Para deixar o caldo ainda mais grosso, o primeiro helicóptero comprado pelo Estado, de acordo com informações do jornal O Globo, está sendo usado pelo governador Cid Gomes (PSB) para viagens oficiais, o que pode caracterizar um desvio de função, tendo em vista que o extrato de inexigibilidade de licitação é claro ao dizer que o equipamento deve ser utilizado “para fins de operação junto à Secretaria da Ciência, Tecnologia e Educação Superior e Superintendência Estadual de Meio Ambiente”.

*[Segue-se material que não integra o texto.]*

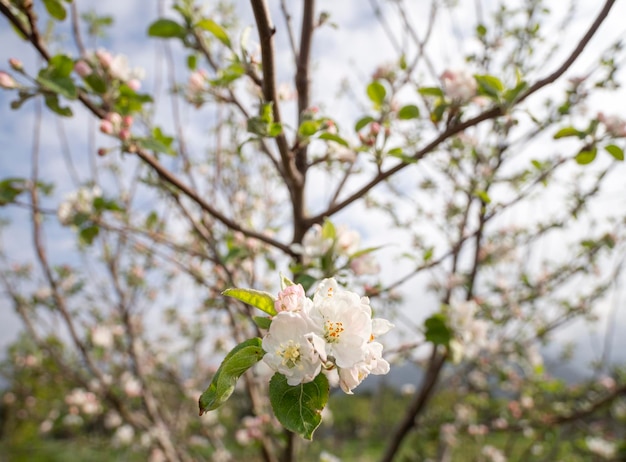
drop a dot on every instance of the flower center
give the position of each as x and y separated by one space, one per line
332 330
290 354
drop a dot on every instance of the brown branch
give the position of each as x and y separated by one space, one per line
266 38
460 127
418 404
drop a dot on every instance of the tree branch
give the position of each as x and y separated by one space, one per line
460 127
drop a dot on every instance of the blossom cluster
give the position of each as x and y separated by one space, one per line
79 202
333 333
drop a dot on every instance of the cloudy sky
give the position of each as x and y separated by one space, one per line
345 54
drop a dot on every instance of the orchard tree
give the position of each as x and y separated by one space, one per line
229 222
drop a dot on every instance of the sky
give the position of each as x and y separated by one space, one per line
346 52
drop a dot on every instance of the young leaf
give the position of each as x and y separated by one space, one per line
299 408
256 298
166 28
615 151
586 157
437 331
262 322
362 122
376 93
409 111
337 139
285 282
215 29
239 360
568 131
489 85
55 9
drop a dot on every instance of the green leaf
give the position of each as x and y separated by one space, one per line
239 360
362 122
308 128
56 9
151 144
409 111
299 408
285 282
63 86
437 331
96 83
483 196
430 91
489 85
88 234
10 188
52 102
568 131
337 139
192 62
615 151
166 28
328 230
60 66
262 322
259 299
585 157
376 93
215 29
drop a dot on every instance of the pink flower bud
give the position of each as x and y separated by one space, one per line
82 68
104 57
6 81
124 134
106 127
16 64
134 84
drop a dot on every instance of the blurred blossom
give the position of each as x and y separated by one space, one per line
112 420
6 81
101 336
493 454
601 447
614 125
459 85
326 456
365 264
123 435
447 434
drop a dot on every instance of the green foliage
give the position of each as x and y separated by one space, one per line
214 28
436 330
166 28
376 92
299 408
239 360
256 298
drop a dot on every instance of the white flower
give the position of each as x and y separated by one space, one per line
123 435
292 298
343 320
459 85
288 349
365 264
348 241
601 447
102 336
493 454
314 244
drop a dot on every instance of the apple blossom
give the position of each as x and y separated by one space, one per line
289 351
6 81
459 85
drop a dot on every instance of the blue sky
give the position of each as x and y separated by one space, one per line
349 53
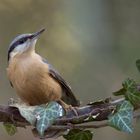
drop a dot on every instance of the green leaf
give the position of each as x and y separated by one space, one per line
138 64
27 112
122 119
46 115
10 128
122 91
77 134
132 92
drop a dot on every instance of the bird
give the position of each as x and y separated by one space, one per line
36 81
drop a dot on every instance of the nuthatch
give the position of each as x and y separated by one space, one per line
34 79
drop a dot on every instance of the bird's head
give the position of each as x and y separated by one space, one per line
23 43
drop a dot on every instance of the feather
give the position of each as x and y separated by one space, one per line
67 95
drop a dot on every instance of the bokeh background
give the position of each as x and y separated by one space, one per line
93 43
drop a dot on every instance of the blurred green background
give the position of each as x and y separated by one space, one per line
92 43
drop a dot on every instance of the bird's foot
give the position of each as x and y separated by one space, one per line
69 107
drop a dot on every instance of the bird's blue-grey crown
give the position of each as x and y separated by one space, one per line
20 39
17 41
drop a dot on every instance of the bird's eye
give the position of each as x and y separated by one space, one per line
21 41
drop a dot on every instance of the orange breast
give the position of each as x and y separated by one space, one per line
31 80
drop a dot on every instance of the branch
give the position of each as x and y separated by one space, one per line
99 111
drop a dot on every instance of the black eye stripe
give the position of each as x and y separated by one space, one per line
14 45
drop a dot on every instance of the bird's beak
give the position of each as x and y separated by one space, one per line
37 34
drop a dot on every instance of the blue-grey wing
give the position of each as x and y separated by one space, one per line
67 95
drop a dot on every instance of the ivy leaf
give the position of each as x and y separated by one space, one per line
46 115
10 128
132 92
77 134
27 112
122 119
138 64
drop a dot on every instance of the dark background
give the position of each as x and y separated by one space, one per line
93 43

E talvez o leitor tenha ficado ainda mais surpreso ao saber também que de 2012 até hoje o Palácio da Abolição firmou contratos de R$ 18 milhões para voos comerciais, como mostrou matéria de ontem do O POVO assinada pela jornalista Hébely Rebouças. Somando-se aos valores gastos com compra de helicópteros e aluguel de aeronaves - R$ 22,4 milhões neste último caso - chegamos ao montante de R$ 118 milhões somente em 18 meses. Um volume de recursos considerável que exige do Governo do Estado uma série de explicações. Quais os destinos? Quem foi transportado nesses voos? Quais as motivações de cada viagem? Até agora, nada ou pouco se sabe. O Portal da Transparência não informa, nem a assessoria do Governo repassa esses dados. O que força a oposição a entrar com pedidos de esclarecimentos na Assembleia, gerando ainda mais discussões e ampliando a força do tema. Ou seja, parece que o Palácio da Abolição tem o prazer de alimentar controvérsias, que poderiam ser encerradas ou pelo menos encurtadas com uma simples decisão. Alguns enxergariam um quê de masoquismo nisso tudo. O crucial, agora, é esclarecer o assunto. Sem apelar para subterfúgios, como tentou fazer ontem a base cidista na Assembleia Legislativa, ao desqualificar as denúncias afirmando que se tratam apenas de uma “conspiração nacional” com vistas às eleições de 2014. Façam-me o favor.